Ces propos ont été largement interprétés comme une référence aux Arabes, ce que dément le principal intéressé.

Le ministre affirme qu'il n'a jamais voulu faire de « référence à une origine ethnique, maghrébine, arabe, africaine et ainsi de suite «, mais parlait plutôt des Auvergnats en évoquant la région dont il est lui-même originaire.

Le Monde, loin de partager son point de vue, a affirmé hier dans un article analysant les propos de M. Hortefeux que son démenti ne tenait pas la route.

Plusieurs ténors de la gauche sont montés au front, demandant le renvoi du ministre, un scénario improbable dans la mesure où il s'agit de l'un des plus proches collaborateurs du président Nicolas Sarkozy.

» Xénophobe «

« La question n'est même pas de savoir s'il faut ou pas qu'il démissionne du gouvernement, mais que fait-il encore au gouvernement à cette heure-ci ? « a demandé le porte-parole du Parti socialiste, Benoît Hamon.

L'ancien ministre à l'Égalité des chances, Azouz Begag, qui a déjà croisé le fer par le passé avec Brice Hortefeux, a dénoncé les propos du ministre comme « un vrai bon dérapage franchouillard raciste « venant d'un élu « qui mène une politique xénophobe «.

Tandis que l'Élysée est demeuré muet sur le sujet, les autres membres du gouvernement ont serré les rangs autour du ministre, parlant d'une « campagne de dénigrement assez scandaleuse «.

M. Benalia-Brouch s'est aussi porté à la défense du ministre hier en affichant sur YouTube une vidéo dans laquelle il donne sa version des faits. « On a juste parlé entre amis, sympathisants et militants de l'UMP (le parti au pouvoir)... Il n'y a eu aucun dérapage de M. Brice Hortefeux «, dit le jeune homme, qui se plaint d'être « harcelé « par les médias.

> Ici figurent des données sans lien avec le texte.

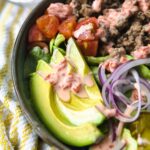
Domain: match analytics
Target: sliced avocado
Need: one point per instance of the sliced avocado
(131, 142)
(74, 54)
(42, 96)
(93, 92)
(75, 117)
(79, 117)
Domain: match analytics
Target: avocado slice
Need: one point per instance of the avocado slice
(74, 55)
(69, 115)
(73, 135)
(79, 117)
(132, 143)
(77, 103)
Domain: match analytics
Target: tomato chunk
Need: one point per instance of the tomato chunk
(92, 20)
(86, 29)
(35, 34)
(88, 48)
(68, 26)
(48, 25)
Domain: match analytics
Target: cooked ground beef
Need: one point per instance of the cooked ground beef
(123, 25)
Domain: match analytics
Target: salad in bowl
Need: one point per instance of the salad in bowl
(88, 67)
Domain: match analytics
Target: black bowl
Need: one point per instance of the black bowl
(21, 84)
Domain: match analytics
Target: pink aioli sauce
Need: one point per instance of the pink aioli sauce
(65, 82)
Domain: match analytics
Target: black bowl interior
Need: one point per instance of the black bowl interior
(21, 84)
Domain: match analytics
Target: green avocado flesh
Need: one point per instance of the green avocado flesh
(132, 143)
(75, 122)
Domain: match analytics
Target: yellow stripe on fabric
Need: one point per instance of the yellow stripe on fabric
(3, 3)
(8, 120)
(13, 134)
(26, 131)
(4, 142)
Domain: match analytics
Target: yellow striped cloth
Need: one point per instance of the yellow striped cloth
(15, 132)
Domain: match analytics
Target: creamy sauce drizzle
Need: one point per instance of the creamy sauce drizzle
(65, 82)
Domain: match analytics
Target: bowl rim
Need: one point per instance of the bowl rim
(40, 131)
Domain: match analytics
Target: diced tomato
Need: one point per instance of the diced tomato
(48, 25)
(68, 26)
(92, 20)
(88, 48)
(86, 29)
(35, 34)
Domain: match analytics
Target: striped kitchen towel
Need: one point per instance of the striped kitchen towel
(15, 132)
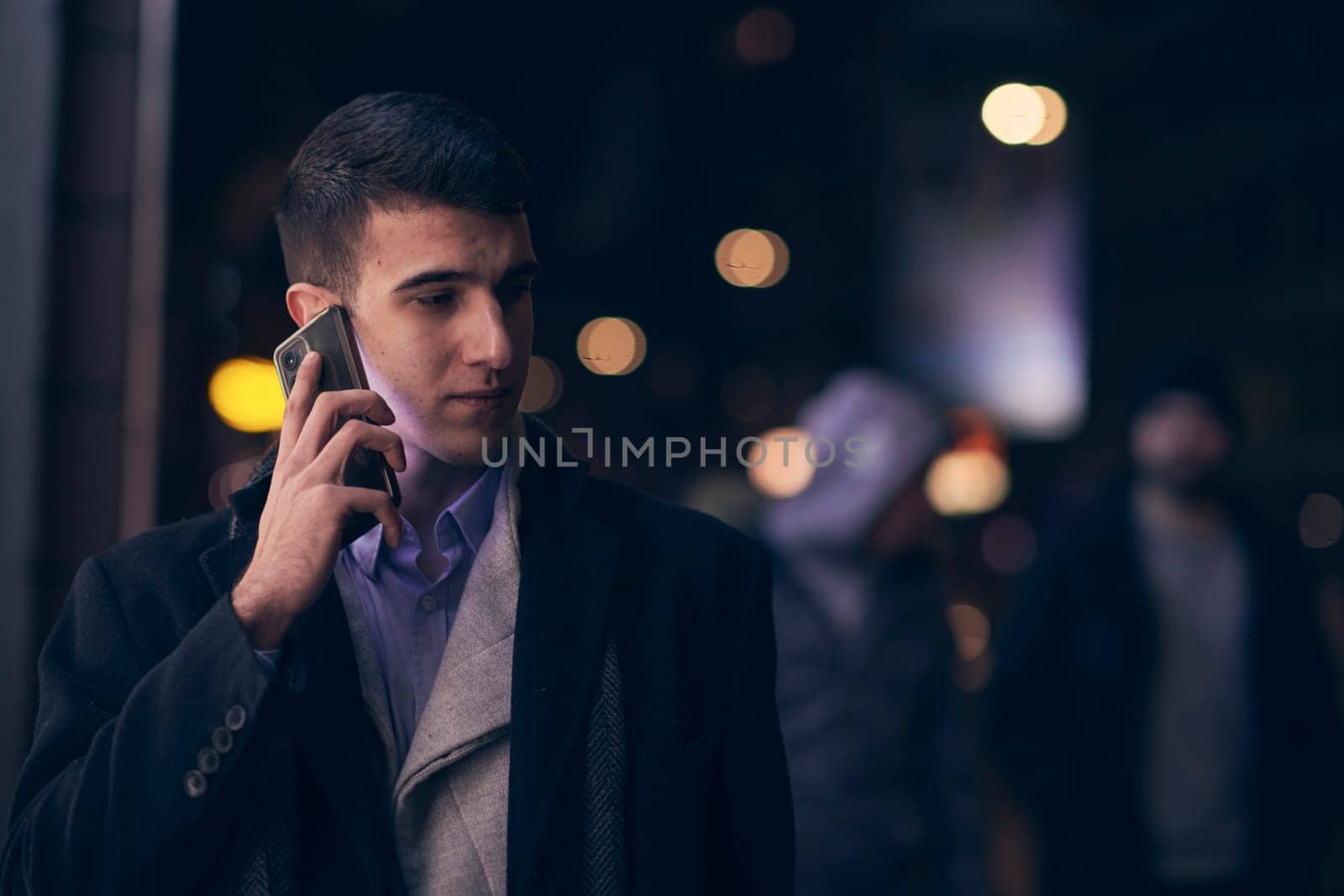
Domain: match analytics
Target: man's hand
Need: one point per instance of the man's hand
(306, 511)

La controverse, justifiée ou non, ne pourrait pas plus mal tomber pour le ministre puisqu'il vient de mettre en retraite forcée un préfet soupçonné d'avoir proféré des propos racistes lors d'un contrôle de sécurité à l'aéroport d'Orly.

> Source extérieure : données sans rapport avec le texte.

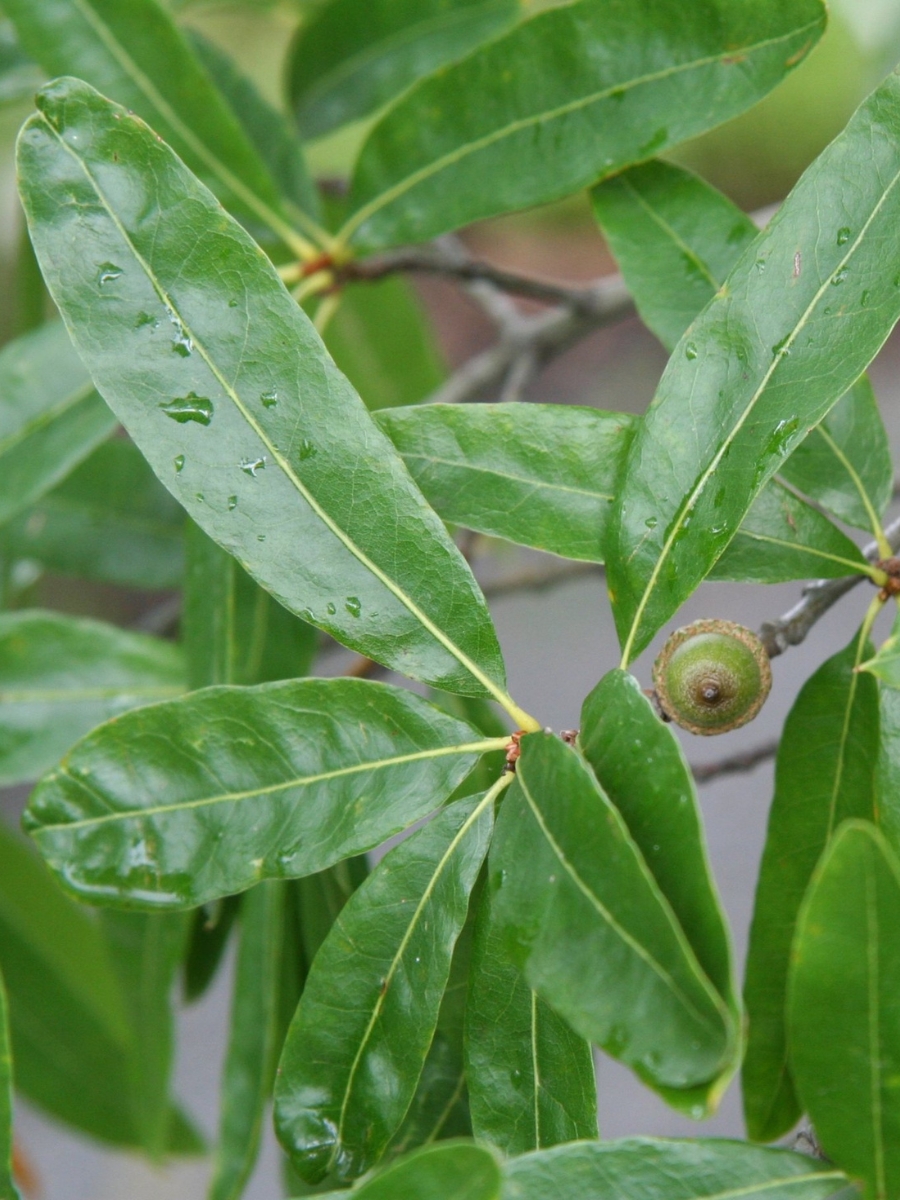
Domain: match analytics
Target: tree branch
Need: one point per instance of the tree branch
(792, 628)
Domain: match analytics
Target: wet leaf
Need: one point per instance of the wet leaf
(823, 775)
(358, 1043)
(51, 417)
(531, 1079)
(597, 87)
(760, 367)
(586, 922)
(541, 475)
(844, 1007)
(231, 395)
(185, 802)
(352, 57)
(61, 676)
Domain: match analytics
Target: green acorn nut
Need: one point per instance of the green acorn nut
(712, 676)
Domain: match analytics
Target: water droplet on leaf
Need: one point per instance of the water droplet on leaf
(189, 408)
(108, 273)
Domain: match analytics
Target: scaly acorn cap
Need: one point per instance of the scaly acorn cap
(712, 677)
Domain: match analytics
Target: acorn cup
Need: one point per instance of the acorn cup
(712, 677)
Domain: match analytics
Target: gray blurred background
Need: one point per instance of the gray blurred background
(557, 641)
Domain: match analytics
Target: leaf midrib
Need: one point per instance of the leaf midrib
(487, 799)
(574, 106)
(495, 473)
(490, 685)
(263, 210)
(619, 930)
(706, 475)
(256, 792)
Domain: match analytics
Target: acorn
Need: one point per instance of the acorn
(712, 677)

Le préfet en question, Paul Girot de Langlade, qui nie tout dérapage, aurait lancé : « On se croirait en Afrique ici « lors du contrôle, déplorant qu'il n'y avait « que des Noirs «. Il fait actuellement l'objet d'une enquête policière pour « injures publiques à caractère racial «.

Dans un communiqué confirmant sa mise à la retraite, M. Hortefeux a déclaré il y a quelques jours qu'il ne tolérerait « jamais que des propos racistes ou discriminatoires soient tenus dans notre pays, d'autant plus par un représentant de l'État «.

M. Girot de Langlade assure de son côté qu'il est victime d'un « plan de communication « du ministre, qui tente, selon lui, de se refaire une « virginité antiraciste «. « Le plus raciste des deux, ce n'est pas moi «, a-t-il lancé à la radio, visiblement ravi de la controverse.